Whatever I may think about the European Community, it is not the United States and it is not the Third World. It is a very sophisticated marketplace with a considerable network of regulation, consumer protection, shareholder protection and employee protection. You cannot build a major player in that marketplace by ignoring those realities, by pretending that kind of slightly dubious nod and wink business practices, not necessarily the ones that are mentioned in the programme, but the general value system, the keep on squeezing them until the pips squeak philosophy that seems to be at the centre of the Goodman group in which everybody at a lower level was squeezed and in which corner-cutting was encouraged, will succeed.

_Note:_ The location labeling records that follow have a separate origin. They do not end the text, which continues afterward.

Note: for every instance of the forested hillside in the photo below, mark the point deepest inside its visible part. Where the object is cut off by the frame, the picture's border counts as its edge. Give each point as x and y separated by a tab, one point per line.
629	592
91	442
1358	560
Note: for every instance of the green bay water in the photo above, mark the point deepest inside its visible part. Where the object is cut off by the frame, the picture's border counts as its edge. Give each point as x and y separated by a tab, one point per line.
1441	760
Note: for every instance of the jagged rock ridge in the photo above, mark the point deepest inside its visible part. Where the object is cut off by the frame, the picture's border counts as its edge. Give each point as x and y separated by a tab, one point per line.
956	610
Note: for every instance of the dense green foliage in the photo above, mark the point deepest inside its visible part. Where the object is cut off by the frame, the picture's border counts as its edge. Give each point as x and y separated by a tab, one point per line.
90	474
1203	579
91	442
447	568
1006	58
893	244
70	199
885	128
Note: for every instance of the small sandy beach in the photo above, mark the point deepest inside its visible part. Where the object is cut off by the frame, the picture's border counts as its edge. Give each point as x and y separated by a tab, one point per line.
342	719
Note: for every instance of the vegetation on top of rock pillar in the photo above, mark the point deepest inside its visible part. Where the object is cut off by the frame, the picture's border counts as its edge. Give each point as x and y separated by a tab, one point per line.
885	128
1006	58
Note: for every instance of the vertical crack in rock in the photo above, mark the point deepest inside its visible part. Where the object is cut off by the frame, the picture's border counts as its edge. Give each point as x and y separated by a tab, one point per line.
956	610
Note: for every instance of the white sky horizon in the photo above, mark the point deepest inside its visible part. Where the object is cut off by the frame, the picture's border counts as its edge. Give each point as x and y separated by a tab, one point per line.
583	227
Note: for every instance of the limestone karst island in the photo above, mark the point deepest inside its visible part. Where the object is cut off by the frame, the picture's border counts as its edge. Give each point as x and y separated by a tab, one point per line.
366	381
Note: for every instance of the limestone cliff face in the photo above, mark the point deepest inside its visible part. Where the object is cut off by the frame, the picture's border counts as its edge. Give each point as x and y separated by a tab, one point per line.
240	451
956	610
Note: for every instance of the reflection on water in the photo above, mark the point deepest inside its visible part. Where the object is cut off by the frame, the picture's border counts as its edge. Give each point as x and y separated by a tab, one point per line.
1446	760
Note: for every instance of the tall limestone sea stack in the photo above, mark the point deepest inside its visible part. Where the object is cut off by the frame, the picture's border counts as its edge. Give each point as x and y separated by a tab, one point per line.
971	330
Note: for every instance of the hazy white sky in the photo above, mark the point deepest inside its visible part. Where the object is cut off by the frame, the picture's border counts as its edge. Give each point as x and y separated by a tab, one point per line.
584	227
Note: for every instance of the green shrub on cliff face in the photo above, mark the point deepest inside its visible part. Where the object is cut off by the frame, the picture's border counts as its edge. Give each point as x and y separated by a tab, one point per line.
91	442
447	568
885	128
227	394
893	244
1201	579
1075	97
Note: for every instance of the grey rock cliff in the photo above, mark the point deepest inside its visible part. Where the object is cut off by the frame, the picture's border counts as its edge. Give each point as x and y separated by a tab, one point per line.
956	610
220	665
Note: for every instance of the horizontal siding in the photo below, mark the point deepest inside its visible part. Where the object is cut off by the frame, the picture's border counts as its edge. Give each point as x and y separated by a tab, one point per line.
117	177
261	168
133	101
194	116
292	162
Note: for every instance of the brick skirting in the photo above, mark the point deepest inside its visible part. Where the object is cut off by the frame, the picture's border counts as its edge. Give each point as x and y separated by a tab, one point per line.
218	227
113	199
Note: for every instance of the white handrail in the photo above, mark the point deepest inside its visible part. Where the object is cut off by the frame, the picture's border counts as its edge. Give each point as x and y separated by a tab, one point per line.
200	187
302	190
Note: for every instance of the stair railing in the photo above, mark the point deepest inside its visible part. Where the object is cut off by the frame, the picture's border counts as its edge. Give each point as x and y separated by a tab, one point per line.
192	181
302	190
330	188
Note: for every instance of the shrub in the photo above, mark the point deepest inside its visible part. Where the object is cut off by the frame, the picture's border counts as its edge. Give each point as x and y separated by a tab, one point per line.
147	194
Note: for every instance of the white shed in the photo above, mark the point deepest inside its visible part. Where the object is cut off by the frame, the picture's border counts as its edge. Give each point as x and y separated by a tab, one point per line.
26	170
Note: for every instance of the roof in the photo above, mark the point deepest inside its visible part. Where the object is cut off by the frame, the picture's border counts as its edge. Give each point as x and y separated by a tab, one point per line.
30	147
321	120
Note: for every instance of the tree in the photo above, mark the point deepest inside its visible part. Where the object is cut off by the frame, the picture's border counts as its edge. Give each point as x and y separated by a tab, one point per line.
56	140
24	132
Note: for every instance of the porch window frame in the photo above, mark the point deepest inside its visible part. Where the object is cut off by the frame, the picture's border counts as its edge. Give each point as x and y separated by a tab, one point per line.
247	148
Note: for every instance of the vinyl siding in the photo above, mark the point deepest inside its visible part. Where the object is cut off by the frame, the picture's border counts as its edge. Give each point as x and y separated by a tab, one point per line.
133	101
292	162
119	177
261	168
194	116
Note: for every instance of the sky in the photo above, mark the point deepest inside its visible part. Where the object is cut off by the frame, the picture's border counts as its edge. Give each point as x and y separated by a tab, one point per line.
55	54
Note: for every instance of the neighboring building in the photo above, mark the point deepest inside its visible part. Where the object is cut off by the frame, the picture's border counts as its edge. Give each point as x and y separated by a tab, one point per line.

It is not just the Goodman group. Certain dairy co-operatives have a certain reputation in the environmental area, for instance, of doing similar things. It is that ethos which seems so cute and so clever and, in the short term, seems so good, which will guarantee their failure because it does not direct the whole thrust of a company like that where it should be directed, which is at the consumer in the European marketplace, the only place in which we will succeed in developing and building successful industry. That is why this inquiry is so important. It is so important because it is necessary in order to clear the air, to identify a wrongdoing if necessary and, above all, to enable us to make a fresh start hopefully with companies that will accept public accountability and the rights of the consumers as the central drive of a large company.